Reference

A quick-reference list of common Git commands. All commands are prefixed with git.

Setup

Command

Description

config --global user.name "Name"

Set your name (used in commits)

config --global user.email "mail"

Set your email (used in commits)

init

Initialize a new repo in the current folder

clone [url]

Clone a remote repository locally

Inspecting state

Command

Description

status

Show changed, staged, and untracked files

log

Show commit history

log --oneline

Compact commit history, one line per commit

diff

Show unstaged changes

diff --staged

Show staged changes (what will be committed)

reflog

Show history of HEAD movements — useful for recovering lost commits

Staging and committing

Command

Description

add [file]

Stage a specific file

add -A

Stage all changed files

commit -m "message"

Commit staged changes with a message

commit --amend

Modify the last commit (only before pushing)

Branching

Command

Description

branch

List all local branches

branch [name]

Create a new branch

branch -d [name]

Delete a branch (safe — refuses if unmerged)

branch -D [name]

Delete a branch (force)

checkout [name]

Switch to a branch

checkout -b [name]

Create a new branch and switch to it

Pushing and pulling

Command

Description

push -u origin [branch]

Push branch to remote and set upstream

push

Push to the configured upstream branch

pull

Fetch and merge changes from the remote

fetch

Download changes from remote without merging

Warning

Avoid git push -f (force push). It overwrites remote history and can destroy your collaborators’ work. Never force push to main. If you need to overwrite a remote feature branch after a local rebase, use git push --force-with-lease instead — it will abort if someone else has pushed since you last fetched.

Rebasing

Command

Description

rebase [branch]

Replay your commits on top of another branch

rebase --continue

Continue after resolving a conflict

rebase --abort

Abort the rebase and return to the original state

rebase -i HEAD~[n]

Interactively edit the last n commits

In interactive rebase, each commit can be given one of the following actions:

  • pick — keep the commit as-is

  • reword — keep the commit but edit the message

  • squash — fold into the commit above (combines messages)

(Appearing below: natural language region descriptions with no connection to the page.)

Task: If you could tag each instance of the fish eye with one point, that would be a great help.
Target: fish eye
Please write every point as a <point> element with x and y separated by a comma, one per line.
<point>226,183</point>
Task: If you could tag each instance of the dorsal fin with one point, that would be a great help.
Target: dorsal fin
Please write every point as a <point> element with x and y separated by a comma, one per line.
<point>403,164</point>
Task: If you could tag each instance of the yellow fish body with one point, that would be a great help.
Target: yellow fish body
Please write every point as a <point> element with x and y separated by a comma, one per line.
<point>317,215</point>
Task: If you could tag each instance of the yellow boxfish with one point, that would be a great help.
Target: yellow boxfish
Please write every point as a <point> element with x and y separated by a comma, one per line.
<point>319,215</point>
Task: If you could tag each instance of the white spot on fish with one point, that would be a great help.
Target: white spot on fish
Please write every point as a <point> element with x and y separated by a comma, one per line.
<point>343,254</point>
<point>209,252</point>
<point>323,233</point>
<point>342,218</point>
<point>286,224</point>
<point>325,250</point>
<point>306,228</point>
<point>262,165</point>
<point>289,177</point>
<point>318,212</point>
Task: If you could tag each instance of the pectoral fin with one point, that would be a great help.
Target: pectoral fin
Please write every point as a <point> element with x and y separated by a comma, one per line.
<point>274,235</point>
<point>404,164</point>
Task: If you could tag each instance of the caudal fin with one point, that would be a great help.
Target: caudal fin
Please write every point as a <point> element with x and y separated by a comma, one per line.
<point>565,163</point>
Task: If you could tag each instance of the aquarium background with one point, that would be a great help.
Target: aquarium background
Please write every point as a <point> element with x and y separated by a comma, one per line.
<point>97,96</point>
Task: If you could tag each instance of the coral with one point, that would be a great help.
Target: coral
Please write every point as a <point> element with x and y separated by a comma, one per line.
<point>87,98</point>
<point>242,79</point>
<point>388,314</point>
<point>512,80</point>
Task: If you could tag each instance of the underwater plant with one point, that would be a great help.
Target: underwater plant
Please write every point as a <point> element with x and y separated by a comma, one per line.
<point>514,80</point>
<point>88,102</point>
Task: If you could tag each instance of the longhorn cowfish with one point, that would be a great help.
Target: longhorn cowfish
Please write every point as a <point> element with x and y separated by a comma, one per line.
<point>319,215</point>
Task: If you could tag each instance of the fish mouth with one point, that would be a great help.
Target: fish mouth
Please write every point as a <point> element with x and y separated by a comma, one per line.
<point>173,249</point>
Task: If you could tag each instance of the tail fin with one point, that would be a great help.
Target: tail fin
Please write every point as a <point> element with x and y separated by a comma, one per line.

  • fixup — fold into the commit above (discards this message)

  • drop — remove the commit entirely

Undoing things

Command

Description

revert [commit]

Create a new commit that undoes a previous one (safe, preserves history)

reset --soft [commit]

Move HEAD back, keep changes staged

reset --mixed [commit]

Move HEAD back, keep changes unstaged

reset --hard [commit]

Move HEAD back and discard all changes (destructive)

checkout -- [file]

Discard unstaged changes to a file

Note

Prefer git revert over git reset when undoing changes that have already been pushed to a shared remote. revert is safe because it adds a new commit rather than rewriting history.